In het hart van ons Melkwegstelsel bevindt zich een superzwaar zwart gat dat vier miljoen keer zoveel massa heeft als onze zon. Er draait een groepje heldere sterren omheen, en daarnaast was de afgelopen jaren te zien hoe een mysterieuze stofrijke wolk, G2 genoemd, naar het zwarte gat toe viel. Voorspeld was dat die wolk in mei 2014 zijn kleinste afstand tot het zwarte gat zou bereiken.

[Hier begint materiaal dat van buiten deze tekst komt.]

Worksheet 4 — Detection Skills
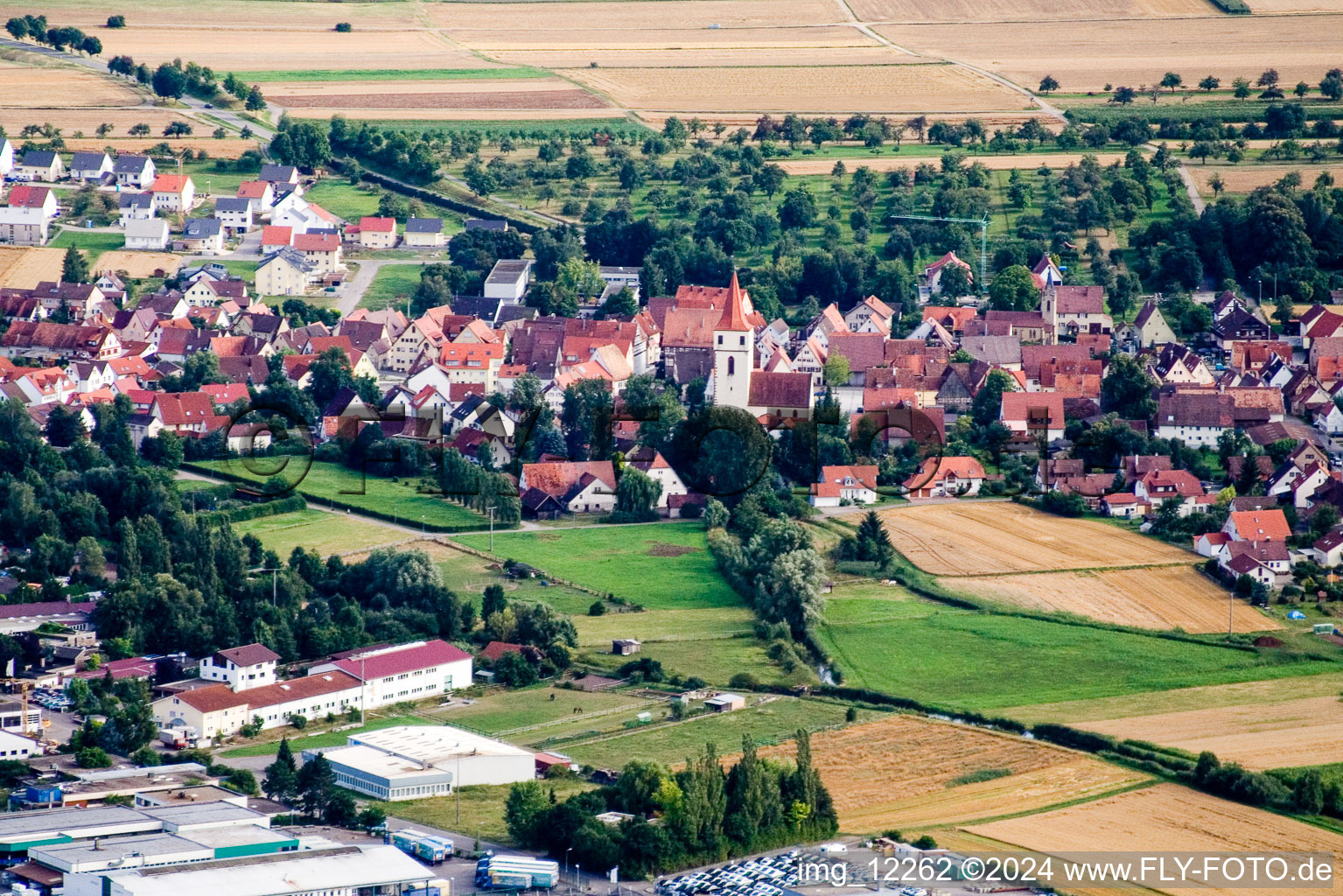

Naar verwachting zou de wolk door de sterke getijdenkrachten in dit gebied uit elkaar worden getrokken. Een deel van de materie zou door het zwarte gat worden opgeslokt en een uitbarsting van straling veroorzaken. Om deze unieke gebeurtenis te onderzoeken, hielden tal van onderzoeksteams het galactisch centrum de afgelopen jaren nauwkeurig in de gaten met grote telescopen.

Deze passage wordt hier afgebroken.